THE NEW PARADIGM

The wider impact of the National Information Infrastructure on the economy and society in contrast to the limited travel impact of telecommuting suggests that a new public policy paradigm is needed. The present dominant paradigm is that telecommunications yields telecommuting, which yields travel savings. A new and better paradigm is that telecommunications yields some travel savings through telecommuting and other travel substitution effects but that it also sets up a countervailing mechanism of travel stimulation that needs to be more widely recognized and better understood. Furthermore, other benefits of teleprocesses are even more important to the nation than travel savings: support of health care reform, efficient government, better education for our children, and rising manufacturing competitiveness. Telecommuting remains a very useful teleprocess, providing an optional work environment where workers can be more productive and closer to their children at the same time.

The U.S. experience of the last few decades does not reveal a natural evolution of the NII substituting for travel. Both grow together, one feeding the other. Travel per household is rising, urban congestion is increasing, and latent demand for travel emerges clearly when new road capacity is opened up, even as the information age expands.
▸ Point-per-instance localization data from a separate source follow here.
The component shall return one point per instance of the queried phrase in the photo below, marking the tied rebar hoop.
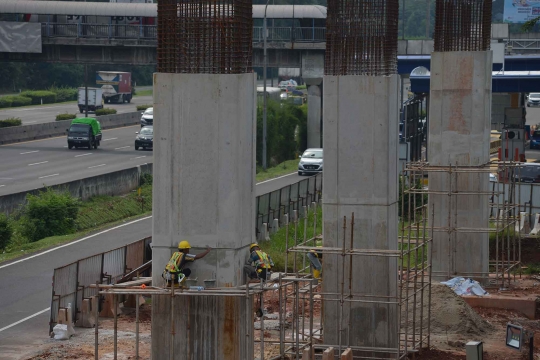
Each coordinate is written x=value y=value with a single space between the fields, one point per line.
x=361 y=37
x=205 y=37
x=462 y=25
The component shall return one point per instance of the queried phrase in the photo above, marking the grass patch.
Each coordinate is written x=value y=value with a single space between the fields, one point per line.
x=276 y=246
x=43 y=244
x=286 y=167
x=148 y=92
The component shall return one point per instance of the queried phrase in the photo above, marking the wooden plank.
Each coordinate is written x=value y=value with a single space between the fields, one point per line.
x=347 y=355
x=329 y=354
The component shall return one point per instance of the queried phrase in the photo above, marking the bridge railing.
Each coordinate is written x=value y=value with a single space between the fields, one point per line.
x=113 y=31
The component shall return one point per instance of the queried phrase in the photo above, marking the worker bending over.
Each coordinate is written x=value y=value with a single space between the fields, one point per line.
x=179 y=259
x=259 y=264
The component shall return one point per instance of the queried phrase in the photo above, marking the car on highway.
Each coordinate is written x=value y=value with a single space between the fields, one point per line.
x=533 y=99
x=147 y=117
x=535 y=140
x=311 y=161
x=145 y=138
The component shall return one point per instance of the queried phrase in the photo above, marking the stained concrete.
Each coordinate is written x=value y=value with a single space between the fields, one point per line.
x=203 y=192
x=314 y=116
x=360 y=139
x=459 y=134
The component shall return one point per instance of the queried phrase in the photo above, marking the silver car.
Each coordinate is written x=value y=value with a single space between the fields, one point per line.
x=310 y=162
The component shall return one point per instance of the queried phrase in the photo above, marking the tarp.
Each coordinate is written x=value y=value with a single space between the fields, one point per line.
x=20 y=37
x=96 y=126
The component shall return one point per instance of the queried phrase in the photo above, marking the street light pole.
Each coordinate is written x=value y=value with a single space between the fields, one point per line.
x=264 y=86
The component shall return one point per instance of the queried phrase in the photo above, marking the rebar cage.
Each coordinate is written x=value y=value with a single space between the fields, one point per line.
x=361 y=37
x=462 y=25
x=204 y=37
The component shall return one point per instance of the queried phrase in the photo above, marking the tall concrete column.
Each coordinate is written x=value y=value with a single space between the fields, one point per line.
x=459 y=135
x=314 y=116
x=360 y=140
x=203 y=192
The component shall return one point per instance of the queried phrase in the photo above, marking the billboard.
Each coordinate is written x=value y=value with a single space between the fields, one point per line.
x=520 y=11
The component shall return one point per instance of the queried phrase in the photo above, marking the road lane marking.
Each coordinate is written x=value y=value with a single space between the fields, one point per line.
x=76 y=241
x=280 y=177
x=43 y=162
x=42 y=177
x=26 y=318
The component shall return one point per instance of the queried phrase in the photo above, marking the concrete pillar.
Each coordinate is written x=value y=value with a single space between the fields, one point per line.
x=314 y=116
x=459 y=134
x=360 y=140
x=204 y=175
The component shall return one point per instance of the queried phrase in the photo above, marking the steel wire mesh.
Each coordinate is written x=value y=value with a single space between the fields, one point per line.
x=361 y=37
x=205 y=37
x=462 y=25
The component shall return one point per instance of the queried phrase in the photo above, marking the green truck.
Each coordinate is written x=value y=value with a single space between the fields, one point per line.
x=84 y=132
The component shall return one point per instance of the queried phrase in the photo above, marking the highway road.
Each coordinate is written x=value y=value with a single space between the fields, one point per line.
x=25 y=284
x=47 y=113
x=33 y=164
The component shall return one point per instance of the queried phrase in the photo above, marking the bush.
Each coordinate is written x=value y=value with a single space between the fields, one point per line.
x=5 y=101
x=5 y=231
x=65 y=116
x=49 y=213
x=10 y=122
x=48 y=97
x=64 y=93
x=143 y=107
x=105 y=111
x=19 y=100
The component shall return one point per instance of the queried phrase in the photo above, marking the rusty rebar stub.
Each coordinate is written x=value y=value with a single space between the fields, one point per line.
x=361 y=37
x=462 y=25
x=205 y=37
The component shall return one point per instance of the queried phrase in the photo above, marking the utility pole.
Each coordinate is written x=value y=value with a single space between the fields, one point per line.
x=86 y=90
x=265 y=60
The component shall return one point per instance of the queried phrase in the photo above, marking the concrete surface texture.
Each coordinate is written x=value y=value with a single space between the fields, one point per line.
x=204 y=192
x=360 y=139
x=459 y=134
x=314 y=116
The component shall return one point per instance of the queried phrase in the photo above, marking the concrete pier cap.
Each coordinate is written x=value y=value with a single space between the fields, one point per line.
x=360 y=139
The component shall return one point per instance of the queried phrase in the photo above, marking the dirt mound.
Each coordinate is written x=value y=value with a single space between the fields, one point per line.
x=450 y=313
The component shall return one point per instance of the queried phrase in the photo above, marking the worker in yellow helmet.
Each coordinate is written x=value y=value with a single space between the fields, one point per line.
x=175 y=266
x=259 y=263
x=315 y=258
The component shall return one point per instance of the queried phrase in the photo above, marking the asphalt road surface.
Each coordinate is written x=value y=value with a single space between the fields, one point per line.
x=47 y=113
x=31 y=165
x=25 y=284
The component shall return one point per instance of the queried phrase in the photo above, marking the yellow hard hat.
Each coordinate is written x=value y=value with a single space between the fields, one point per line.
x=252 y=246
x=184 y=245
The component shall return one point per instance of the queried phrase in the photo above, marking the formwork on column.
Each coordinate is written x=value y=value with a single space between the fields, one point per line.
x=500 y=199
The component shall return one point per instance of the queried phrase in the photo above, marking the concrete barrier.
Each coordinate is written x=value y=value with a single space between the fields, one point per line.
x=115 y=183
x=16 y=134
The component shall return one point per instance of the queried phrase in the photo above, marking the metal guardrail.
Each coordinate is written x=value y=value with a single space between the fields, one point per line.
x=71 y=283
x=283 y=201
x=112 y=31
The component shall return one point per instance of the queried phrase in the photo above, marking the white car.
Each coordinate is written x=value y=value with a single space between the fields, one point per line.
x=310 y=161
x=147 y=117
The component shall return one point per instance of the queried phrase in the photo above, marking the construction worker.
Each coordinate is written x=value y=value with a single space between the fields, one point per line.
x=259 y=263
x=315 y=258
x=178 y=260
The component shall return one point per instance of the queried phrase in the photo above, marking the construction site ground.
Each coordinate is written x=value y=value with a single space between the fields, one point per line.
x=453 y=324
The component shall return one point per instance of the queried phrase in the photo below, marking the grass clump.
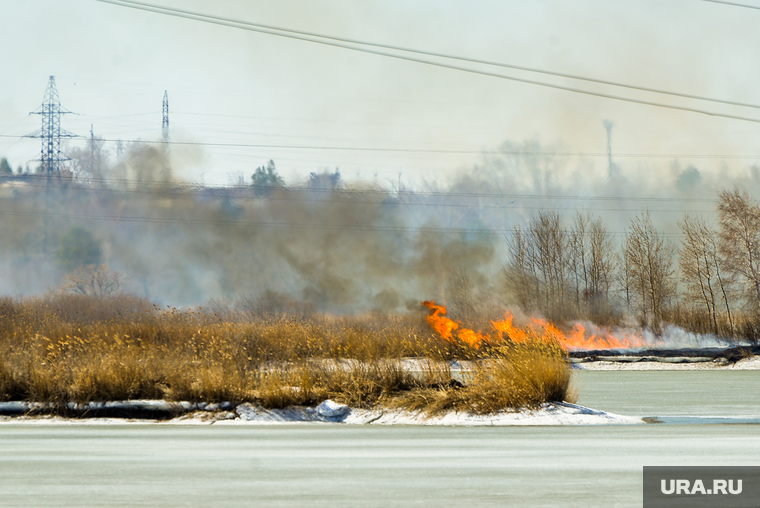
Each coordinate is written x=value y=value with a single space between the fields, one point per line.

To change to a different developmental path from that followed in the past, governments must learn to coordinate public policy on telecommunications, transportation, land use, and capital facilities investment in light of the interactions described here. The overall challenge is to allocate resources and attention reasonably across the entire spectrum of public facility systems that provide support for the transactions and relationships comprising economic and social life. Such systems include the cables and computers of the National Information Infrastructure; the roads and airports of the transportation system; and physical locations like schools, libraries, clinics, and meeting halls where people interact directly with other people.